While the overall numbers are solid, there are two key factors investors should be excited about: North America margins and narrowed losses in Europe.
Margin trending higher
Ford has essentially set the benchmark in North America for margins. The folks at the Blue Oval have cut capacity, consolidated platforms, and improved operating efficiency enough to consistently produce margins above 10%. General Motors is behind Ford in those results, but it's improving fast.
It's General Motors' goal to have its North America margins consistently check in at 10% by mid-decade. Further, General Motors is aiming for its 10% margins to be achievable even during a mid-auto cycle, which would entail vehicle sales at a SAAR, or seasonally adjusted annual rate, of about 15 million.
Indeed, 10% margins during a historically mediocre sales pace is a great goal for General Motors and its investors; however, what's even better is that its operations in North America can break even at a SAAR of between 10.5 million and 11 million units. The following SAAR graph shows that such a slow pace happens very rarely:
This means that currently General Motors, as well as Ford, won't be posting insane amounts of losses like we've seen in the past. That's a comforting thought for cautious investors who witnessed Ford lose over $30 billion between 2006 and 2008 and also watched General Motors file for bankruptcy in 2009. General Motors is likely to see ups and downs in its margins sequentially, but investors should still expect improvements in year-over-year comparisons.
Narrowed European losses
Ford and General Motors have posted billions in losses over the last couple years in Europe. It's been the single largest drag on both automakers' stock prices, and remains one of the fastest ways for the two companies to quickly improve their earnings per share -- simply by breaking even in the region.
In General Motors' third quarter it posted a loss in Europe of $214 million, a large improvement over its $487 million loss last year.
In fact, losses have been much better than analysts expected: Through the first three quarters of 2013, General Motors' losses in Europe barely exceeded its losses from last year's third quarter alone. General Motors could see some additional expenses from its restructuring in Europe start as early as next quarter, but the overall trend is definitely improving, and slightly faster than expected.

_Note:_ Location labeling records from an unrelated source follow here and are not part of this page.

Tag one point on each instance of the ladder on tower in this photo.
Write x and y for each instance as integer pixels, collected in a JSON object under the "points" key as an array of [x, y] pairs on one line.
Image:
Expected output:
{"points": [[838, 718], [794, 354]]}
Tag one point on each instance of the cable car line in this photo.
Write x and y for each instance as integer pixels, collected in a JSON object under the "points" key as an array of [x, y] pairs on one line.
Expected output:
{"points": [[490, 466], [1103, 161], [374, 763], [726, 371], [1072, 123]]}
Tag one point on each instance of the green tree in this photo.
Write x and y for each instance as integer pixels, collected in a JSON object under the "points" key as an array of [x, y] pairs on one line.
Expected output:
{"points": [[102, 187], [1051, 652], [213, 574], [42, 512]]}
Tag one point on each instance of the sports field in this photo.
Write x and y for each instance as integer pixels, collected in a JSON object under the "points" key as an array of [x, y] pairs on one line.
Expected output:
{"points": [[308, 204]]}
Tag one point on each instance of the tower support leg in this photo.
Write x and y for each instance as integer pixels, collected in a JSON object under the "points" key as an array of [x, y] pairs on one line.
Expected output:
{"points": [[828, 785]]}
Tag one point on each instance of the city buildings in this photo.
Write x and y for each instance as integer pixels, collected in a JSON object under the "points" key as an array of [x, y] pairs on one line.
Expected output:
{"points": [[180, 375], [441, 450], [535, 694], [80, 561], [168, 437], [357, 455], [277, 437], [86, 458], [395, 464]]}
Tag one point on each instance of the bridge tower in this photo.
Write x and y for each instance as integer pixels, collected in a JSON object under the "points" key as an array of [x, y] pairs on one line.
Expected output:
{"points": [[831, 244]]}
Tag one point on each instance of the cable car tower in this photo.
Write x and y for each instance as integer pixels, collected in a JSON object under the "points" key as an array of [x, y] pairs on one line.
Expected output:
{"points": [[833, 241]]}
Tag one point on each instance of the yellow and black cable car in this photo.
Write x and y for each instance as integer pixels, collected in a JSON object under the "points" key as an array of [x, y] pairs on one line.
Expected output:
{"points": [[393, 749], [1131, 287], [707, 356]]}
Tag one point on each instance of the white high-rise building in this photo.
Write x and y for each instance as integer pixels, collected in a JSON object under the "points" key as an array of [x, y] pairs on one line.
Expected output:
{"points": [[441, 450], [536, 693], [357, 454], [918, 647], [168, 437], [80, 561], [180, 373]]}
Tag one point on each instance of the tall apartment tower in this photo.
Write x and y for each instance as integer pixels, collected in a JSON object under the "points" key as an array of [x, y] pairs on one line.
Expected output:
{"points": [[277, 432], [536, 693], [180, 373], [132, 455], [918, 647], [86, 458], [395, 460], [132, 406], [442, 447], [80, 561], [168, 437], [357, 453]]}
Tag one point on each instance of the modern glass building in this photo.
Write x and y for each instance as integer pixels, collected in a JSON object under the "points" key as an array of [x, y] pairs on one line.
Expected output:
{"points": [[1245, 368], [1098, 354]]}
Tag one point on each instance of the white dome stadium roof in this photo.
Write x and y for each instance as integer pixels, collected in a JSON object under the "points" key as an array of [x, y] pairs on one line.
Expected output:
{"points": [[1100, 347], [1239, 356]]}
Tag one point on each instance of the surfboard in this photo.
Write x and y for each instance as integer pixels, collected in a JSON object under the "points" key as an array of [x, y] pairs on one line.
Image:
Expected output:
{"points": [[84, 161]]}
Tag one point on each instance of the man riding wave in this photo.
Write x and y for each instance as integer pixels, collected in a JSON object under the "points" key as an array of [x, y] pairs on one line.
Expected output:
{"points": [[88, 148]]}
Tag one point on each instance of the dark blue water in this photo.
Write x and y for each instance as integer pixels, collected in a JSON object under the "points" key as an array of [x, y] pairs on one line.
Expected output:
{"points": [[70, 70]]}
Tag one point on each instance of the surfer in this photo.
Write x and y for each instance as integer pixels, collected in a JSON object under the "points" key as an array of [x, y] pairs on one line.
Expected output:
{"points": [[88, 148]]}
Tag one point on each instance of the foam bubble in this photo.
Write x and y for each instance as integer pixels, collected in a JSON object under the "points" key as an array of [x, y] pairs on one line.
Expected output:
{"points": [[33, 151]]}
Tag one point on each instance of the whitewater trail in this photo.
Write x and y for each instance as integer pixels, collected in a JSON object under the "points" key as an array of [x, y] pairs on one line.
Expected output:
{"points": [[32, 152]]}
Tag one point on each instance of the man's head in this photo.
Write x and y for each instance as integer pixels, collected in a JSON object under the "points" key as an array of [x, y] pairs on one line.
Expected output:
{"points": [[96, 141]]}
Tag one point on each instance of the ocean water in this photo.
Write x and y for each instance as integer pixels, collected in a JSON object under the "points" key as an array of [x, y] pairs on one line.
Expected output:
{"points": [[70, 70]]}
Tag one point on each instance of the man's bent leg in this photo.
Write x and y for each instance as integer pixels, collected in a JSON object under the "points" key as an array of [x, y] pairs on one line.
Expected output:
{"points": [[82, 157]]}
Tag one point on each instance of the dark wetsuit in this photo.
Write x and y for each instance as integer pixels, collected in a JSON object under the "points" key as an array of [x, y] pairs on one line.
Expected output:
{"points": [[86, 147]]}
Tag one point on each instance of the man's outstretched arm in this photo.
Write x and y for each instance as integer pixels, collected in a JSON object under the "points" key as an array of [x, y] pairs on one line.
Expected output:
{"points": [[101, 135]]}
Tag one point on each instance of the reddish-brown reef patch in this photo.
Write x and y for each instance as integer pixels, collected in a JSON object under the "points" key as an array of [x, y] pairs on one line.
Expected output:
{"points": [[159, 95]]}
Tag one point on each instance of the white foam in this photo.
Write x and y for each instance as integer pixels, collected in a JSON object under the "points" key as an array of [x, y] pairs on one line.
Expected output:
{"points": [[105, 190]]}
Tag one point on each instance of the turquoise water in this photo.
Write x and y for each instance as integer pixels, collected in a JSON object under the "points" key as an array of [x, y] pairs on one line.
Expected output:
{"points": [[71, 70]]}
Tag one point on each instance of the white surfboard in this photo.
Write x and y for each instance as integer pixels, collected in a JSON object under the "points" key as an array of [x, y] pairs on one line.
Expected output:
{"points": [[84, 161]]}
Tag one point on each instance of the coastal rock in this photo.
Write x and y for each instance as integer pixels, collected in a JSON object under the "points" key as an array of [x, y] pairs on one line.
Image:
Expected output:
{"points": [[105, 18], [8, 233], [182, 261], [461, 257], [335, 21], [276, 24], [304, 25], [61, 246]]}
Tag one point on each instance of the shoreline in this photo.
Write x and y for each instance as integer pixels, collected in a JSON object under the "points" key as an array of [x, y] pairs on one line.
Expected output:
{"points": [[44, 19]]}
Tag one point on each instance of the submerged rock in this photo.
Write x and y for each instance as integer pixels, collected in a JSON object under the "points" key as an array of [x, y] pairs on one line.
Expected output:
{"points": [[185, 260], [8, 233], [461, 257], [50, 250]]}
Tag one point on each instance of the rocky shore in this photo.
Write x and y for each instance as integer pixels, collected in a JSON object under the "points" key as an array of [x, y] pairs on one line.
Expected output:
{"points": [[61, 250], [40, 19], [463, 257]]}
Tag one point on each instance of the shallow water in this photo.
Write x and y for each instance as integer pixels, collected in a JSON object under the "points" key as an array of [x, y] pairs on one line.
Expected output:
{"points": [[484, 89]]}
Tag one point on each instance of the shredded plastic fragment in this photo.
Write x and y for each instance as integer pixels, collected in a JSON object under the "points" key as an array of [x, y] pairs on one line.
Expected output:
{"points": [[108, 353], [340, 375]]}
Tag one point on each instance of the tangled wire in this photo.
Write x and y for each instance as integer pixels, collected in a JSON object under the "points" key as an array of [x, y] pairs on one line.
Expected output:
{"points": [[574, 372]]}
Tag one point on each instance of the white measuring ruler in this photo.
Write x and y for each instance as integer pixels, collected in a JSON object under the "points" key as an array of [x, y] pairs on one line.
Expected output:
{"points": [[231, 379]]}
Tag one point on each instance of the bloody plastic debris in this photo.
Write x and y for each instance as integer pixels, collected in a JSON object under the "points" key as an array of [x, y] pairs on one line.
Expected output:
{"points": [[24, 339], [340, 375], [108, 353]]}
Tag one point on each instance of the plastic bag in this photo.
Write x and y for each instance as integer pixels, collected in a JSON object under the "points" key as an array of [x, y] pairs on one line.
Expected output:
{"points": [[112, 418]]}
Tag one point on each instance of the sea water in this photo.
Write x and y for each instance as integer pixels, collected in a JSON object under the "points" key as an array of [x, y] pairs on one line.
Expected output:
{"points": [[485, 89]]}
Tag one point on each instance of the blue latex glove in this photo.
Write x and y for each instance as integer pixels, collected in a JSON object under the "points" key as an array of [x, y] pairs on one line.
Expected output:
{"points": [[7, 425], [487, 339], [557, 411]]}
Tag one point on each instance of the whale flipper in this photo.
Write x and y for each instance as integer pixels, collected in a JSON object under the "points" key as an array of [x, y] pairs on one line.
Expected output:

General Motors has made solid strides this year in improving its vehicle quality and plans to refresh, redesign, or replace 90% of its vehicles by 2016 -- a move desperately needed to shore up the industry's oldest vehicle portfolio. As it continues to improve its balance sheet, look for other credit rating agencies to follow Moody's recent trend and bump General Motors up to investment grade. Make no mistake, General Motors still has a lot of work to do, especially in repairing its damaged brand image; but, as it turns its organization around, it represents a compelling investment while auto sales continue to rebound.